The loss and damages agreement does address a long outstanding issue for some COP27 participants. Youth activists from Asia, Africa and South America had expressed frustration early in the conference that compensation for poor countries had not been addressed sooner.

Holding up signs, youth activists demonstrate at COP27 in support of mitigating greenhouse gas emissions. (Photo courtesy of Sustainability)

“This is an issue that has been put aside in COP [meeting] after COP [meeting],” said Bruno Rodriguez, an Argentine youth activist, to the UN News. “It is a scientific fact that countries with the least economic resources and with barely any responsibility for emissions are the ones that end up suffering the most. … It is about reparation and social justice.”

According to a December Bark survey, 63 percent of students agree that wealthy countries should compensate poorer countries for the ill effects of climate change. But the conference produced no significant progress on its central objective of mitigation, specifically on further phasing out all fossil fuels. Although summit delegates confirmed the 2015 Paris Accord goal of limiting global warming by 1.5 degrees Celsius, Advanced Placement Environmental Science teacher Joe Stewart indicates this target is unlikely to be met. 

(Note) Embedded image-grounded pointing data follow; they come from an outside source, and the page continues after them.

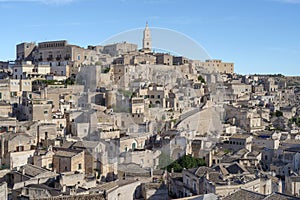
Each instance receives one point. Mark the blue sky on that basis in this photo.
(259, 36)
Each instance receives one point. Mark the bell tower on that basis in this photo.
(147, 42)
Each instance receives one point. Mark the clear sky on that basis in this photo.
(259, 36)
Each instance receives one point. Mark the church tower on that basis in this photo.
(147, 43)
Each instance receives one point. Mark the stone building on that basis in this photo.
(119, 48)
(147, 41)
(218, 66)
(68, 160)
(164, 59)
(37, 110)
(24, 51)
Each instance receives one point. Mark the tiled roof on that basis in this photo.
(280, 196)
(245, 195)
(32, 170)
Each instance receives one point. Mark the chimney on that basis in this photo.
(64, 189)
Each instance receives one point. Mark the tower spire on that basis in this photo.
(147, 41)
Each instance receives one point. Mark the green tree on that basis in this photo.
(201, 79)
(187, 162)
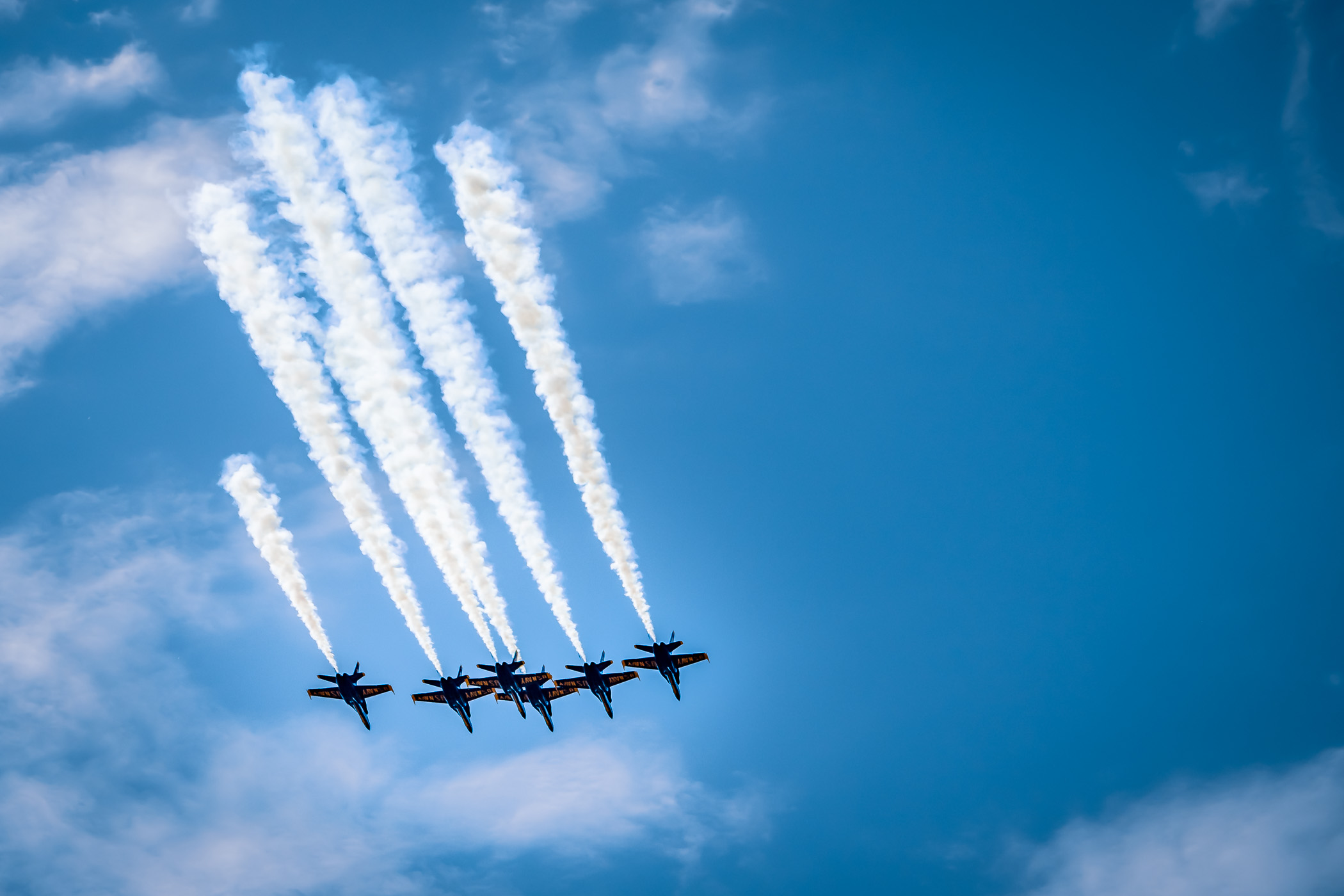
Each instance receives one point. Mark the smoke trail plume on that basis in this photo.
(490, 199)
(366, 354)
(276, 323)
(377, 161)
(257, 500)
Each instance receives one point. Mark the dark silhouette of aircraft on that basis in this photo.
(452, 692)
(667, 662)
(596, 682)
(541, 698)
(506, 680)
(350, 692)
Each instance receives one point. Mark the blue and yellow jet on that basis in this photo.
(452, 692)
(667, 662)
(353, 694)
(596, 682)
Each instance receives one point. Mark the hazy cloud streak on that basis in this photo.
(35, 96)
(277, 325)
(257, 501)
(95, 230)
(490, 199)
(366, 352)
(377, 161)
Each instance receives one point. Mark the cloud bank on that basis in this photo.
(36, 96)
(1254, 835)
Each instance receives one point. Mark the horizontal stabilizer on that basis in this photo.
(572, 683)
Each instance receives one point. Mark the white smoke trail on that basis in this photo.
(377, 161)
(367, 356)
(276, 323)
(490, 199)
(257, 500)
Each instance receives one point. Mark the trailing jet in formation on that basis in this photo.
(538, 696)
(353, 694)
(596, 682)
(667, 662)
(513, 685)
(452, 692)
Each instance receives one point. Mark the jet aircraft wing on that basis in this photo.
(530, 679)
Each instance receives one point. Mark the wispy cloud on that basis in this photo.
(700, 254)
(97, 228)
(1213, 17)
(199, 11)
(577, 127)
(1252, 835)
(1229, 186)
(167, 793)
(36, 96)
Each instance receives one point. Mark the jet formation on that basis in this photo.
(509, 684)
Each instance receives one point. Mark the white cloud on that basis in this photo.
(1229, 186)
(1254, 835)
(118, 776)
(1213, 17)
(199, 11)
(99, 228)
(574, 128)
(698, 255)
(36, 96)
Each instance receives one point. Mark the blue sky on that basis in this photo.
(971, 375)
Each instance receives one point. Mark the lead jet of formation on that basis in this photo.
(596, 682)
(353, 694)
(541, 698)
(452, 692)
(508, 682)
(667, 662)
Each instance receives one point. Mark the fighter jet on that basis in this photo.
(452, 692)
(541, 698)
(350, 692)
(596, 682)
(508, 683)
(667, 662)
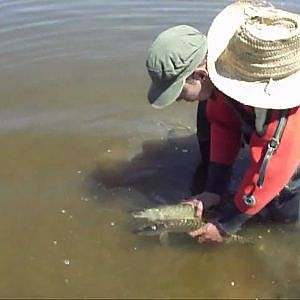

“We need to take [greenhouse gas emissions] down more,” Stewart said. “In 2015, we said we would try to keep the change to 1.5 degrees Celsius, and it’s clear that’s not going to happen.”

Most scientists agree that the use of fossil fuels, such as oil and gas, must be reduced significantly below today’s levels to reach the 2015 Paris Accord goal. CNN reported that at COP27, a number of large carbon-emitting countries and oil-producing nations, such as China and Saudi Arabia, blocked proposals to reduce emissions. 

Junior Marco Lombardo, president of Redwood’s ClimateNow Club, noted these countries’ presence at the conference as well.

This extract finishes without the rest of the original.